The MCC data centers strive to emulate every aspect of a true production environment. We follow accepted IT business practices for capacity planning, change control approval and maintenance windows while we administer non-disruptive upgrades, technology refreshes, environment changes and incident management. Enterprise scale applications are run round the clock with any interruption escalated through EMCs Customer Support teams following time honored TCE processes. We ensure that the application data has adequate replication, and back up for quicker recovery.
How does MCC influence Engineering?
MCC engages with early code releases as a Beta customer, and provide early feedback for Engineering prior to products becoming generally available to customers. By ‘throwing rocks’ at the code from different angles, MCC functions as one of the ‘worst beta customers’ providing prolific feedback into Beta programs. As one of the first customer’s to upgrade to GA code, MCC also influences product teams during early Patch and Service Pack releases.
How has MCC evolved?
A year ago, MCC put together our datacenters in Hopkinton with a few hosts, two back end arrays and a VPLEX Metro. We started operations with OracleRAC and VMware ESX stretched clusters spread over three small datacenters with Swingbench and user VMs as the main application. Our first project “Apollo” focused on proving the resiliency of VPLEX & VMAX in stressful BC/DR scenarios. During our next project “Cassini” (MCC folks are fans of NASA space missions), we moved the entire host infrastructure to VMware virtualized host platform live with no disruption to applications. In the third project “DeepImpact”, we capitalized on the virtual infrastructure to orchestrate automated BC/DR operations using VMWare SRM & RP. We also deployed enterprise class applications using SAP and proved the resiliency of our portfolio running SAP ERP application. Currently with “Project Fermi”, we are adding second site replication using Metropoint and plan to use VMWare SRM+RP to do three site failover/failback DR scenarios. During this project we are in parallel adding more SAP modules (BI & CRM) to the datacenter. Very exciting to see our portfolio scale seamlessly and flawlessly failover and failback all these applications!!

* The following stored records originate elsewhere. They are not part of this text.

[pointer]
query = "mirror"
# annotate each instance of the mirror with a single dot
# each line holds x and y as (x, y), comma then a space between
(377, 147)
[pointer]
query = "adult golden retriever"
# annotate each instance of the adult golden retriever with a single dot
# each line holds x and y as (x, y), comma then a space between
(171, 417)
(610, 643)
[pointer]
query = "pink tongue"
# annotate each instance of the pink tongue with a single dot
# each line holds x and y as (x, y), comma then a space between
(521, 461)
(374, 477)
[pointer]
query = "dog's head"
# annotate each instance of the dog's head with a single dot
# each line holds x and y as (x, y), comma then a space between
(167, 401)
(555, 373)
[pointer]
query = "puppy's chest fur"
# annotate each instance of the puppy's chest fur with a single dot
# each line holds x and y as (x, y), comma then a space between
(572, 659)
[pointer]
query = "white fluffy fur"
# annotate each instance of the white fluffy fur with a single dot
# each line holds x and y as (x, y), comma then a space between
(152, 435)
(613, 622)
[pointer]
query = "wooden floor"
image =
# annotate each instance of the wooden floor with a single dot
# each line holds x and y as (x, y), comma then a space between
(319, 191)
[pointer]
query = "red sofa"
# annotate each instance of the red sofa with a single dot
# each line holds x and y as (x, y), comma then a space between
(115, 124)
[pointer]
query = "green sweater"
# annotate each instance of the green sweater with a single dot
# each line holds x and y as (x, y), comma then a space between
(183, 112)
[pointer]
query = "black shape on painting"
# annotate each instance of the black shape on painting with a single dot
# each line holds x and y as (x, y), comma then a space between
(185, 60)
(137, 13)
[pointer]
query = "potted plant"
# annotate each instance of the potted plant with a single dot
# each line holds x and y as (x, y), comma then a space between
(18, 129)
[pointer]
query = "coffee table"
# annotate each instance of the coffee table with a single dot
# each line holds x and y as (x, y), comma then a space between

MCC data centers currently has the following infrastructure products and their associated management tools:
• EMC Symmetrix® VMAX® 10K, VMAX 20K, and VMAX 40K Series systems, EMC Solutions Enabler and EMC Unisphere™ for VMAX
• EMC RecoverPoint® and EMC Unisphere for RecoverPoint
• EMC VPLEX™ Metro with GeoSynchrony™ and EMC Unisphere for VPLEX
• EMC Connectrix® and Connectrix Manager
• EMC VNX™
Wow Ramesh! That is a lot of work in a short time. In summary, what do you see as the ultimate benefits and results from MCC to date?
MCC was built to emulate a customer’s production environment. Overall results show that the strategies employed by MCC can evolve and influence our product portfolio beyond robust interoperability to the higher level of hardening, resiliency and availability required for our customers’ most sensitive business-critical applications. By reproducing real-world scenarios and generally doing things that would never happen in real-world, it drives the approach to 7-9’s availability for all EMC’s EMSD and DPAD product families.